Funny, because photography is actually the precedent on this. A monkey took a picture, it was not copyrightable.

I'd advise you to keep a record of your creative process here, because it may come down to how many prompts you used to steer it.

apparentlymart,

It’s nice to see this starting to get tested in court.

I doubt this will really upset “Hollywood Studios” too much, though. They are unlikely to be creating entire productions using ML techniques, and instead using it for smaller parts of an overall production. It seems like e.g. generating a voice or image for one part of a film would not invalidate copyright on other parts of the work or of the overall work taken together.

Film studios also rely on other non-copyright protections such as trademarks to dissuade derivative works.

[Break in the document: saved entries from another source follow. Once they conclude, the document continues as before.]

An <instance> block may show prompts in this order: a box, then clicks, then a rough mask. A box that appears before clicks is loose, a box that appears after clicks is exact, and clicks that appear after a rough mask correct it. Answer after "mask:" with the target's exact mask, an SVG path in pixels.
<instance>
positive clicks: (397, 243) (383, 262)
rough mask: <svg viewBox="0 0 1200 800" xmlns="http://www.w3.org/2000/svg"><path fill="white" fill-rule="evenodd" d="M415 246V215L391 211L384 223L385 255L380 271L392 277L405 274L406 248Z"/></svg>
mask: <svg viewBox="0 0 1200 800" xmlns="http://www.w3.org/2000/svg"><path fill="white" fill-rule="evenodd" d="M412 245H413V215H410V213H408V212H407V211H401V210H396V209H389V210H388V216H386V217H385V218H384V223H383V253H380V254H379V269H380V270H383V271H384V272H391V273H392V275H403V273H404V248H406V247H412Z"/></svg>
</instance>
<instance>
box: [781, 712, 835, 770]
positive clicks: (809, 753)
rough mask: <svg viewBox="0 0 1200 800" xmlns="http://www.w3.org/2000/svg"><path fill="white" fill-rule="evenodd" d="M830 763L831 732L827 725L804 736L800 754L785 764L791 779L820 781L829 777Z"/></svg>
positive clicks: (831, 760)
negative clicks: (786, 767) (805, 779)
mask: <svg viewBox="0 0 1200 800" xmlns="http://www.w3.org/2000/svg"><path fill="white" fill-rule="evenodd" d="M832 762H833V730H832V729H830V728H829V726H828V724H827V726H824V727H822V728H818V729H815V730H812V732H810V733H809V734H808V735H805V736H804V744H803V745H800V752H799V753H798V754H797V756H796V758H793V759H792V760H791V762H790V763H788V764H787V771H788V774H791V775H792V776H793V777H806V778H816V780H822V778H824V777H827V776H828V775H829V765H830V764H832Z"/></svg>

I think the bigger test will be: is it copyright infringement to use a work as part of a training set for a model? It’s all very well saying that the output is not copyrightable, but there’s still a big question about the input.

gullible,

What is there to prove that a piece of artwork was or wasn’t made by AI? Within a few years, it will be nigh impossible to tell when AI helped or wholly created a piece, and this will effectively stop no one. It’s a bandaid on a hemorrhage. It’s a very helpful bandaid, but by fuck can someone grab the sutures already?

FaceDeer,
FaceDeer avatar

What would the "sutures" be, in this analogy?

gullible,

That’s a difficult question to answer and one that will inevitably piss off many. Mandatory detectability is the easiest answer, but the vaguest- ideally with information about used artworks. Severe fines for training on copyrighted works is another route. Vast and continued investment in creating a public domain art library to pull from would ease the issue for artists. I don’t use AI for art and I don’t legislate so I’m not the one to ask, all I can offer is bandaids as well.

Ragnell,
Ragnell avatar

Well, computer forensics IS a thing. Computers keep a record of everything done on them, and if it comes down to a lot of money at stake and a lawsuit then those computers can be looked at.

gullible,

What, a full department equivalent to the IRS to constantly audit art and its process? That could work. It’d be pricy, but it could work.

Ragnell,
Ragnell avatar

It would create jobs.

DrYes,
DrYes avatar

I didn't read the article but does it say anything about detectability? If I claim I created it who can prove an AI did?

moosetwin,
@moosetwin@lemmy.dbzer0.com avatar

I didn’t read the article but

DrYes,
DrYes avatar

So I read the article and the lawsuit has nothing to do with my question. It's more about precedent and actually finding out what the laws are if everything is as claimed.

Still think detectability is an interesting question.

Ragnell,
Ragnell avatar

Yeah, but detectability isn't a new question, is it? It's just a twist on the old question of "Did someone else create it other than the guy who claimed it?"